A self-taught artist, Kaliopy prefers it that way. She feels free to explore her art and also hone her craft without the strict regiment that comes with study. All her paint strokes are her own, her colours hand-picked and talent on the canvas is there for all to see.
"For me, I've never felt comfortable going to study art because for me I feel that it takes away the fun of expressing yourself," she tells Neos Kosmos.
"I learn being hands on and it's allowed me to express myself and build my technique. And it's fun."
Kaliopy began painting as a by-product from a costume design course where she turned her fashion design sketching into artwork. She creates what she calls her "visual diary" by tapping into her moods, feelings and imagination.
"There are definitely different layers going on there in my work," she explains.
"Sometimes my works have several emotions and expressions, and when I look at something it is like a diary - you know why you were painting it at the time."

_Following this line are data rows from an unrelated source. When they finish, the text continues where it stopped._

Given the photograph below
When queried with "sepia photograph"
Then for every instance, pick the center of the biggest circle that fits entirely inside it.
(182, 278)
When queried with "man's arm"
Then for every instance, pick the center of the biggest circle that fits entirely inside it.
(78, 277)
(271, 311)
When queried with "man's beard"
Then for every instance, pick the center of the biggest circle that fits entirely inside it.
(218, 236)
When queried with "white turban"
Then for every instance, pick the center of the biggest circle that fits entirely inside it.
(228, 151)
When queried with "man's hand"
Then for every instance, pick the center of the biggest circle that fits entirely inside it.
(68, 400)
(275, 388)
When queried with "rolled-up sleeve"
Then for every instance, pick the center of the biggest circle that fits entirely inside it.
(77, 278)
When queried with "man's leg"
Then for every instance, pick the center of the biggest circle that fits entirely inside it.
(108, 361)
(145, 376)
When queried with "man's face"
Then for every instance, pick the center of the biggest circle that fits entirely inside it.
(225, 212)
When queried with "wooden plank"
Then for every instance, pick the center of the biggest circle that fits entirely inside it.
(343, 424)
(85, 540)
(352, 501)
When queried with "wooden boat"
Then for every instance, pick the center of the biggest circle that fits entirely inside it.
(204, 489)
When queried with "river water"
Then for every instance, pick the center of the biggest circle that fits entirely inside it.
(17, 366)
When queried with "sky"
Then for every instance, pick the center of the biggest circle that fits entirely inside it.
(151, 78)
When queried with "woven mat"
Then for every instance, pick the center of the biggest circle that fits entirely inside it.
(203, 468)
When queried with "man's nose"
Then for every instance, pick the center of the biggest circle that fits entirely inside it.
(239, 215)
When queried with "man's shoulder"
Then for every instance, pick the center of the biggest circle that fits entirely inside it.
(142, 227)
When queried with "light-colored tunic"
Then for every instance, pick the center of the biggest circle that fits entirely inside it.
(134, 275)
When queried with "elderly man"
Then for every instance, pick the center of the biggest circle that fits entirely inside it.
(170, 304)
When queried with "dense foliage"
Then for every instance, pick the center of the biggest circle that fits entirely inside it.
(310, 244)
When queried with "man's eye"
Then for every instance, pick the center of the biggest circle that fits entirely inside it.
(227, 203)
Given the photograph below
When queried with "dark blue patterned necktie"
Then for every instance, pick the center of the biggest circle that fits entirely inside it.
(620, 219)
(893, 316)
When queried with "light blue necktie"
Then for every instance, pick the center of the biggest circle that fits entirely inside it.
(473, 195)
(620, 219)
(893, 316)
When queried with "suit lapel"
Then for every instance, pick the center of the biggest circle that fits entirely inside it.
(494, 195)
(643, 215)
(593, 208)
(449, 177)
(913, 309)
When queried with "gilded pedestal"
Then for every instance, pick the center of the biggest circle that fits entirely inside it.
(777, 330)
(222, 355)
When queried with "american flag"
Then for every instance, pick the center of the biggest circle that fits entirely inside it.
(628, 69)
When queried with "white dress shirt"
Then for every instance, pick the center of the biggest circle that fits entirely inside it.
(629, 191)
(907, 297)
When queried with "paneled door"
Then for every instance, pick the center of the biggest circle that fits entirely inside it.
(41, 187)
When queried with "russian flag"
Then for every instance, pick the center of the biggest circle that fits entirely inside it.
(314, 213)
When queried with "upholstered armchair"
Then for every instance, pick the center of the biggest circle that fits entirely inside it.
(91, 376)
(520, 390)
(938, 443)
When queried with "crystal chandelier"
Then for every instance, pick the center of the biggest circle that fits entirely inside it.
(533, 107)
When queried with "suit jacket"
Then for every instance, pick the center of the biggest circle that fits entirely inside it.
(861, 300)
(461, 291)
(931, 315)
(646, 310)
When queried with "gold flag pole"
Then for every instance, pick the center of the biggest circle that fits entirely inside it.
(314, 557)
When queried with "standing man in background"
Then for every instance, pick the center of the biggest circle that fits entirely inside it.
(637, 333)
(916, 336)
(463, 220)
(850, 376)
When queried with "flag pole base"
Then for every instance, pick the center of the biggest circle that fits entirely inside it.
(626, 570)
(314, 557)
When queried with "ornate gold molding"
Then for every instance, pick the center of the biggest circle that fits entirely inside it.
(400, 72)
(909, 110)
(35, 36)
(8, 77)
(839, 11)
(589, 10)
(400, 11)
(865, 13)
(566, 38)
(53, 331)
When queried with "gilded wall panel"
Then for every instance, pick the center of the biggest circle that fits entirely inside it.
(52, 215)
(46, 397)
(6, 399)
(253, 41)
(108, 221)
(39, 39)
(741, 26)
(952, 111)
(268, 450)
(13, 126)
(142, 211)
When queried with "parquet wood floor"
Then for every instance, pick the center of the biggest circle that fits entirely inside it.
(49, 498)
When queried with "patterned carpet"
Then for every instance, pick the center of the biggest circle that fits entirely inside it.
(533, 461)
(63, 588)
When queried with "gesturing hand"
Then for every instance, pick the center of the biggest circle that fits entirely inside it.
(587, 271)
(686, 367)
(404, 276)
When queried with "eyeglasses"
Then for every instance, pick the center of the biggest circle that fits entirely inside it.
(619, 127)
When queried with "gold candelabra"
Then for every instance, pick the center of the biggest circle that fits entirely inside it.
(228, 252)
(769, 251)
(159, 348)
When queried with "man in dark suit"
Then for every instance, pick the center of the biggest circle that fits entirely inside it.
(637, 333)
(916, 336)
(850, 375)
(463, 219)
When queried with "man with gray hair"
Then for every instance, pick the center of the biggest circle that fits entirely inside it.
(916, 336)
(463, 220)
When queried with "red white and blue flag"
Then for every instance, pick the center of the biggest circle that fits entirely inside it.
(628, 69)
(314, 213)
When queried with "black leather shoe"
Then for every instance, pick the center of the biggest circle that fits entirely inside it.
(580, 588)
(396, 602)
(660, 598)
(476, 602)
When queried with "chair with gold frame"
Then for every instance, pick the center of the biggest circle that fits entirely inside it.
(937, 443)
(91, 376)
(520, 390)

Kaliopy admits that there is a story behind each painting, but instead of explaining it for the viewer, she prefers to allow people have their own perception sing true to them, she wants the viewer to analyse her artwork and try to find out why she may have created each piece. But having your heart literally on your sleeve through artwork, you have to wonder how exposing it is for the artist and whether or not she feels vulnerable?

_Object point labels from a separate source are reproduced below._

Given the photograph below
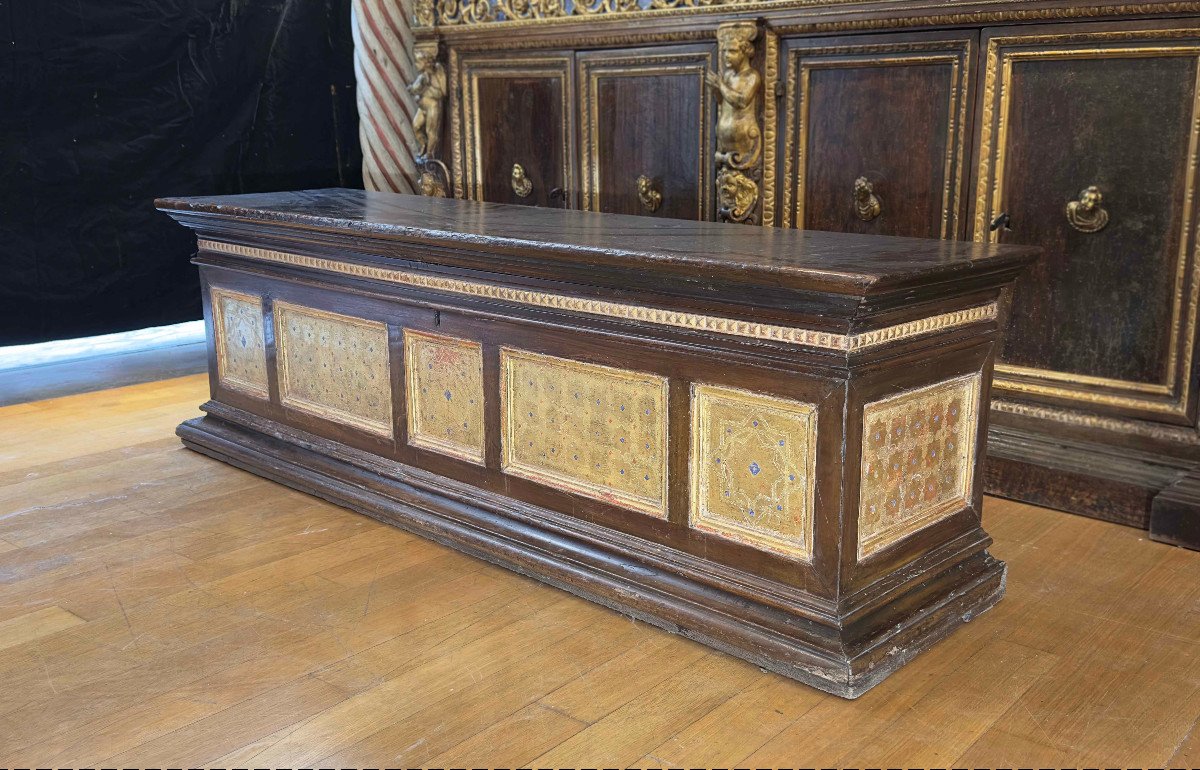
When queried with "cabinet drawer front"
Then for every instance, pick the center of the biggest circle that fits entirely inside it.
(1107, 319)
(889, 110)
(517, 138)
(647, 114)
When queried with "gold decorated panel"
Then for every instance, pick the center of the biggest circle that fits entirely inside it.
(334, 366)
(918, 461)
(238, 337)
(594, 431)
(444, 379)
(754, 461)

"It's not as daunting as I thought," she admits.
"At the start I thought it was but I do it because I wanted to be an entertainer when I was younger, so I want to entertain on canvass and sometimes you have to bring in raw emotions - trauma, joy, your own experiences - to be able to do that and that may evoke other emotions in some people. They may like it they might not, they might be offended, but that's art. And that's entertainment."
Kaliopy is not one to have labels on her artwork and prefers to stick with modern contemporary artist to describe her style, but says her style is always constantly changing, from abstract figurative work to work embracing feminism and sexuality to the current collection of quirky abstract almost art deco style pieces. By keeping away from rigid labels, Kaliopy is able to explore different ways with her craft and different styles.
When asked if she's ever explored her Hellenism through her art, she says she did once, subconsciously. As a child, Kaliopy said she was fascinated by the Greek coffee cups that would depict scenes of Ancient Greek men and women. She remembers in one of her first collections - as she was being reviewed - many commented on the fact that she used ancient Greek shapes and colours in her art, something that she didn't consciously do. That is something that has fascinated her to no end: the way your subconscious can allow you to create, and what it is able to create if you just let it.
"I usually paint through mood, feeling and imagination so it will process as a picture in my mind first and because there are metaphors involved, the artwork comes out in so many different layers - I am not painting just one feeling," she says.
She adds that she combines fantasy into her artwork as a way to escape reality. She allows her imagination to run off with the artwork, to create a visual escapism for everyone.
And now, Kaliopy is exhibiting her work in a curated exhibition entitled Three Men and a Red Head, with three other internationally renowned artists. Her work will stand alongside that of artists: Otto Boron, Thomas Delohery and Patrick Jennings Brady in a month-long event.